Quand elles ne peuvent tenir un État à leur seul profit, les nations enracinées cherchent néanmoins à posséder des institutions, à conserver leur langue et à préserver leur patrimoine culturel. Elles aspirent à faire reconnaître leur existence politique et à la protéger par des garanties constitutionnelles. Le nationalisme des nations opprimées a rarement pour but l’exaltation ethnique, mais la reconnaissance de droits. Ceci ne les protège pas contre les occasionnelles calomnies alimentées par le chauvinisme de l’oppresseur. En cherchant l’idéal, la québécitude a sacrifié le possible. Devenue risible, la doctrine souverainiste a suivi en toutes choses l’évolution de la Constitution canadienne pour en intégrer les valeurs dans sa propre doctrine ; si elle le pouvait, elle ferait du Québec un petit Canada.

Les Anglo-saxons, puissance maritime hégémonique, éprouvent toujours beaucoup de mal à rendre justice à leurs sujets conquis. L’histoire des deux Canadas en témoigne à toutes les pages. L’État du Québec appartient au Canada et lui est subordonné, alors que l’État fédéral est subordonné à NORAD, à l’Alliance des Five Eyes et à l’OTAN.
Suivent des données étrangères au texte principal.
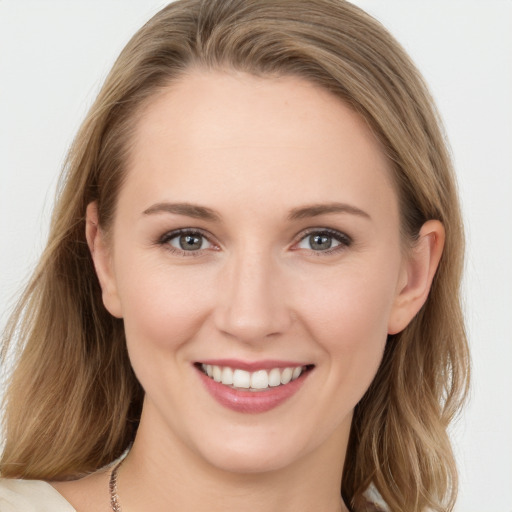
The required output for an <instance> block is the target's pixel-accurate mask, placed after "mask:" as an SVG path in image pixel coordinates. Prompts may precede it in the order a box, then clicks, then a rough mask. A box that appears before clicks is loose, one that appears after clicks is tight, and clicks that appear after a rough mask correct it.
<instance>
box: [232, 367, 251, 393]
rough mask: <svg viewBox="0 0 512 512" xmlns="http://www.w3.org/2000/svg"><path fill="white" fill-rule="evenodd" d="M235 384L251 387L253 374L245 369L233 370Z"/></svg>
mask: <svg viewBox="0 0 512 512" xmlns="http://www.w3.org/2000/svg"><path fill="white" fill-rule="evenodd" d="M233 386H235V388H244V389H249V388H250V387H251V374H250V373H249V372H246V371H245V370H235V371H234V372H233Z"/></svg>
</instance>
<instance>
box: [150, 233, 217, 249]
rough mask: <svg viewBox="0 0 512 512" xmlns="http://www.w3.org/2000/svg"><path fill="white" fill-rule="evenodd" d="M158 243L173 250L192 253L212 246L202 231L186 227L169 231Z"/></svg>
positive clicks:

Les dangers s’accroissent de nos jours. De puissants intérêts particuliers, le plus souvent occultes à leur sommet, s’emparent de toutes les technologies de l’information que la science peut produire. Une course au pouvoir global, que rend possible la concentration de l’information numérique, inquiète les esprits les plus sereins. L’individu, la région, la nation, l’humanité même, sont à risque de devenir les jouets d’un pouvoir anonyme et non imputable qui fait craindre une déshumanisation de l’espèce. Le mondialisme défait toutes les frontières dont la nation a besoin pour préserver son intégrité. L’imputabilité, la responsabilité politique et la vertu publique à tous les niveaux doivent être plus que jamais encouragées. La nation souveraine représente elle-même une balise, un pouvoir intermédiaire, un dispositif de taille contre les dérives de notre temps. Sa juste émancipation contribue à l’équilibre et à l’apaisement du monde.
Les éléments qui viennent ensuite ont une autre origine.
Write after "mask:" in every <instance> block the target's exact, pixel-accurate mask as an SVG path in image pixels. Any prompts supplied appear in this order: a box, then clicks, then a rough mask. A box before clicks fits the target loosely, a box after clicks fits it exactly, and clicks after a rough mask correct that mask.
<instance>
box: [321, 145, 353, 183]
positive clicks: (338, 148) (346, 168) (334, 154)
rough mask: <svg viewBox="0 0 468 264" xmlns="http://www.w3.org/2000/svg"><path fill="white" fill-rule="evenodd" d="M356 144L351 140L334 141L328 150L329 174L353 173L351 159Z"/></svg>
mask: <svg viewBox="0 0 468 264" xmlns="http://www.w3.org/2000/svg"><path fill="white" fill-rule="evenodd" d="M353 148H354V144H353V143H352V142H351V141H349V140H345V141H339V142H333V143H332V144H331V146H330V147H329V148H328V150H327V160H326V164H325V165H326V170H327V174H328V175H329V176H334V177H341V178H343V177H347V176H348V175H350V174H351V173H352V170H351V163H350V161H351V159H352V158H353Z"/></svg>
Les ambitions que nous avons pour notre peuple peuvent être facilement comprises à la lecture des onze questions qui précèdent. Avec la québécitude qui s’efforce de surfer sur un paradigme révolu, et le déplacement des centres de gravité à l’international, le contexte se prête pour faire passer dans l’opinion publique notre message d’espoir pour les Canadiens-Français. Nous citons ici quatre objectifs bien ciblés pour éveiller l’opinion publique et encourager la mobilisation.

  • Pour la reconnaissance explicite du peuple canadien-français dans la loi 99 (2000), la Loi « sur l’exercice des droits fondamentaux et des prérogatives du peuple québécois et de l’État du Québec », loi statutaire du Québec.

  • Pour la contestation continue de l’Acte constitutionnel de 1982 et la préparation d’une nouvelle élite patriotique tendue vers la reconnaissance des droits nationaux des Canadiens-Français et des Acadiens.

  • Pour le maintien dans l’actualité de la dialectique « d’égalité ou d’indépendance », car, pour tout horizon, le processus vers l’égalité nationale des Canadiens-Français devra se concrétiser dans une forme constitutionnelle idoine. Ce ne serait que justice.

  • Plaider vigoureusement auprès de toutes les instances internationales la cause des Canadiens-Français et des Acadiens, victimes d’une injuste hégémonie anglo-saxonne depuis les années 1755.